Rinder verfetten schneller

Bei einer konventionellen Mastrassenbesamung (nicht gesext) ist nach Theorie jedes zweite Kalb ein weibliches Tier. Je nach Rasse ist die Verfettung der Rinder bei der intensiven Mast eine echte Herausforderung. Die Fettabdeckung beginnt bei den weiblichen und den männlichen Tieren im gleichen physiologischen Moment. Sobald der Muskelzuwachs das Maximum erreicht hat, nimmt die Fettabdeckung zu.
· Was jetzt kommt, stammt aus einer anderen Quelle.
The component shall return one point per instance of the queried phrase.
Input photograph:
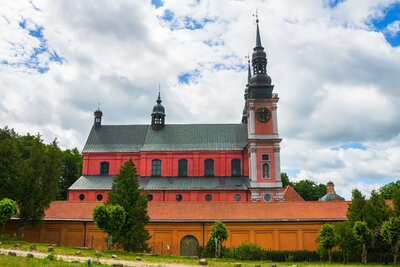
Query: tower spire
(248, 70)
(258, 38)
(158, 114)
(260, 83)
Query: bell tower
(158, 115)
(263, 138)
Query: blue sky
(334, 65)
(391, 15)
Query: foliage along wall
(166, 237)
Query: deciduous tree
(38, 185)
(125, 192)
(309, 190)
(345, 240)
(364, 236)
(11, 165)
(110, 219)
(327, 239)
(357, 208)
(391, 234)
(8, 208)
(389, 189)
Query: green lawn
(32, 262)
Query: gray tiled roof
(131, 138)
(166, 183)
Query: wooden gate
(189, 246)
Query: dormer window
(156, 168)
(209, 168)
(182, 167)
(104, 168)
(235, 167)
(265, 166)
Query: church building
(193, 175)
(194, 162)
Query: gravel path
(41, 255)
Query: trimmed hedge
(250, 251)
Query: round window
(238, 197)
(267, 197)
(178, 197)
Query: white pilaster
(274, 118)
(277, 156)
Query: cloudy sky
(334, 64)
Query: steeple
(97, 118)
(260, 83)
(246, 91)
(158, 114)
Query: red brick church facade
(194, 174)
(194, 162)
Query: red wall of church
(142, 160)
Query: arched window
(266, 171)
(235, 167)
(104, 167)
(209, 167)
(156, 168)
(182, 167)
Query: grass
(155, 260)
(34, 262)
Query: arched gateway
(189, 246)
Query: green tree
(396, 202)
(10, 163)
(364, 236)
(345, 240)
(309, 190)
(327, 239)
(377, 212)
(218, 234)
(8, 208)
(125, 192)
(38, 185)
(387, 190)
(285, 179)
(391, 234)
(357, 208)
(110, 219)
(71, 168)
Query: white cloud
(336, 78)
(393, 28)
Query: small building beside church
(193, 175)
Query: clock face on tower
(263, 114)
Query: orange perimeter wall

Und hier ist der Unterschied zwischen Rindern und Muni. Muni haben ein längeres und umfangreicheres Muskelwachstum, weshalb der Fettansatz weniger schnell einsetzt. Deshalb sind die spätreifen Rassen Weissblaue Belgier und Blonde d’Aquitaine bei den Rindern die einzigen, bei welchen die Mehrheit der Tiere Fettklasse 3 erreicht. Alle anderen Rassen haben einen Anteil von über 50 Prozent in der Klasse 4. Besonders negativ wirkt sich das bei den weiblichen Angustieren aus. Dort ist jedes vierte Rind mit Klasse 5 taxiert, was zu erheblichen Abzügen führt. Die gängigen Mastrassen Limousin und Simmental haben mit acht beziehungsweise fünf Prozent deutlich weniger Tiere mit Fettklasse 5.

Wer Rinder mästet, sollte sich die Empfehlungen in der Tabelle stets vor Augen halten. Wenn das Angebot an Kälbern es zulässt, sollte der Zukauf von Mastrassentränkern passend zur Mastintensität erfolgen. 

Unser Tipp

Welche Rassen eignen sich wozu?

  • Geburtsbetriebe müssen die für sich passenden Mastrassenstiere auswählen, sollten dabei aber die Bedürfnisse des Mast betriebs nicht ausser Acht lassen. Der Preis für Tränker wird durch Angebot und Nachfrage bestimmt, was heisst, dass entsprechend der Nachfrage produziert werden sollte.
  • Frühreife weibliche Masttiere eignen sich besser für eine extensive Mast, beispielsweise die Weidemast. Spätreife und gross rahmige weibliche Tiere hingegen sollten in einem intensiveren Mastsystem Platz finden.